Four-pillar conquest strategy echoes mid-term strategies elsewhere
Aside from the greater-than-average emphasis on its employee and social contract themes, Orange’s 2015 strategy mirrors the key themes we see from other large telcos (such as Telefonica). A strong focus on innovation (although that remains too nebulously defined in some cases) and new growth areas such as machine-to-machine combine with aggressive international development and a renewed effort to grow enterprise revenues.
A more embedded partnership approach is also a common theme; Orange’s recent announcement of its collaboration with Deutsche Telekom for M2M and its commercial alliance with Cisco, EMC, and VMware for flexible business solutions provide evidence of this.

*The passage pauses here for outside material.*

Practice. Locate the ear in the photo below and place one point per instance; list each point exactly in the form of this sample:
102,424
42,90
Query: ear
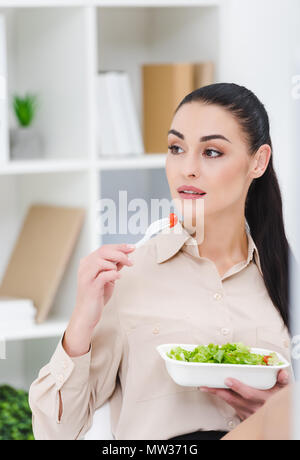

ARPU remains a key challenge
The most obvious cloud in Orange’s results is the ongoing struggle to boost consumer revenues. Smartphone penetration is growing strongly across key markets including France, Spain and Poland partly as a result of a higher number of contract customers, which was also a highlighted achievement of the UK’s new Orange/Deutsche Telekom-owned entity Everything Everywhere. Orange has also turned around fixed broadband growth in France, Spain, and Poland.
In the latter, for example, the fourth quarter of 2010 saw a 12.1% share of net subscriber additions compared to a loss in the first quarter of 2010 of 9.9%. Although home ARPU (which includes fixed voice, Internet and IPTV) is growing; it is doing so at a slow rate (due to falling fixed calling revenues), and mobile ARPU is falling (annual rolling ARPU was down from €402 in Q4 2009, to €387 in Q4 2010) despite higher mobile data and SMS usage in France.
In the UK, the percentage of revenue from SMS is actually falling. Orange may rightly be shifting the emphasis in terms of performance from a short-term ARPU focus to other indicators that more aptly reflect long-term success such as customer lifetime value, service profitability and churn reduction. However, it’s still unclear how much revenue uplift this will provide in the longer term as higher data usage combined with aggressive pricing from competitors will potentially throttle back data revenue growth.
That underlines the challenge faced by Orange and other ambitious telcos in their attempts to monetize mobile data and content, and leverage innovation sufficiently enough to combat the relentless decline in fixed voice.